И после «Идиота» в классе копировал Докучаева, передавая важность дон Ранудо… И это увлечение театром продолжалось до следующего учебного года, когда я увлекся цирком и ради сальто-морталей забыл Идиота и важного дон Ранудо.
Представление «Царь Максемьян» солдатами в казармах в 1866 году произвело на наших гимназистов впечатление неотразимое, и много фраз из этого произведения долго были ходячими, а некоторые сцены мы разыгрывали в антрактах. Представление это было всего только один раз, и гимназистов было человек десять, попавших на «Максемьяна» только благодаря тому, что они были или дети, или знакомые гарнизонных офицеров. Зато мы, то есть каждый из этого десятка, были героями дня в классе, и нас заставляли разыгрывать сцены и рассказывать о виденном и слышанном.
– Не подходи ко мне с отвагою, а то проколю тебя сею шпагою, – повторяли мы ежедневно и много лет при всяком удобном случае, причем шпагу изображала ручка или карандаш.

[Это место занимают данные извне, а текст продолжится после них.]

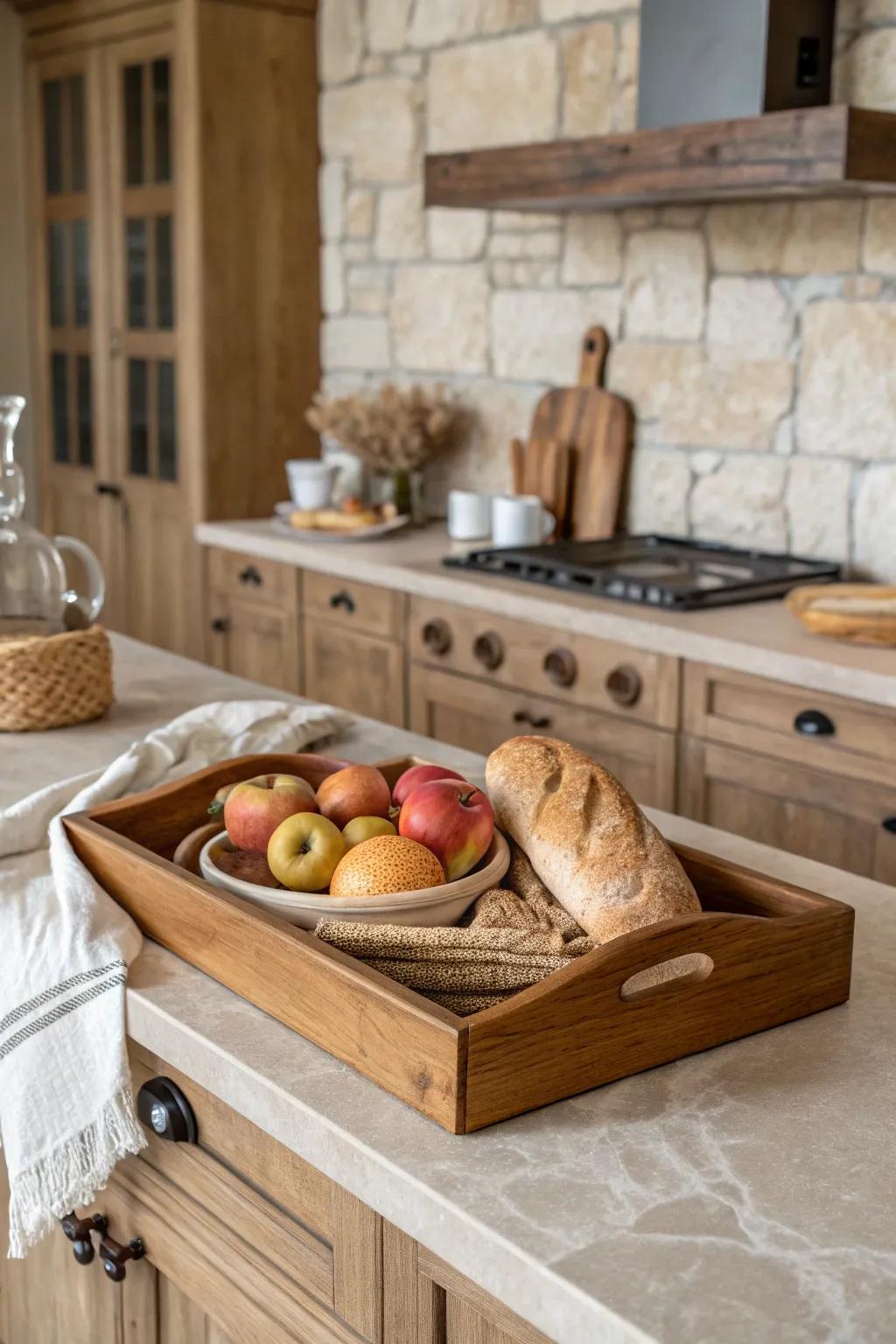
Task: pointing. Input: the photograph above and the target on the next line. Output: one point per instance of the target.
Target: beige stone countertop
(740, 1195)
(760, 637)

Из учителей останется в памяти у всех моих товарищей, которые еще есть в живых, учитель естественной истории Порфирий Леонидович, прозванный Камбалой.
Это был длинный, худой, косой и лопоухий субъект, при ходьбе качавшийся в обе стороны. Удивительный мечтатель. Он вечно витал в эмпиреях, а может быть, вечно был влюблен. Никогда не садился на кафедру. Ему сносили кресло к первой парте, где он и располагался. Сядет, обоймет журнал, закатит косые глаза в потолок и переносится в другой мир, как только ученик начнет отвечать. В мечтательном состоянии так и летели четверки и пятерки. Только надо было знать первые строки спрашиваемого урока, а там – барабань что хочешь: он, уловив первые слова, уже ничего не слышит.
– Гиляровский. Выхожу.
– Собака!
– Собака, Порфирий Леонидович.
– Собака!
– Собака – Canis familiaris.
– Вер-рно!..
И закатит глаза.
– Собака – Canis familiaris. Достигает величины семи футов, покровы тела мохнатые, иногда может летать по воздуху, потому что окунь водится в речных болотах отдаленной Аравии, где съедает косточки кокосов, питающихся белугами или овчарками, волкодавами, бульдогами, догами, барбосками, моськами и канисами фамилиарисами…
Он прислушивается на момент.
– Собака, Порфирий Леонидович, водится в северных странах, у самоедов, где они поедают друг друга среди долины ровной, на гладкой высоте, причем торопливо не свивают долговечного гнезда… Собака считается лучшим другом человека… Я кончил, Порфирий Леонидович.
– А?.. Что?.. Кончил?
– Собака считается лучшим другом человека…
– Чело-ве-ека… О-ох!..
И закатит глаза.
– Хорошо, садись!
– Засецкий – окунь!
– Окунь, Порфирий Леонидович.
– Окунь!
– Окунь – Perca fluviatilis. Водится в реках и озерах средней России.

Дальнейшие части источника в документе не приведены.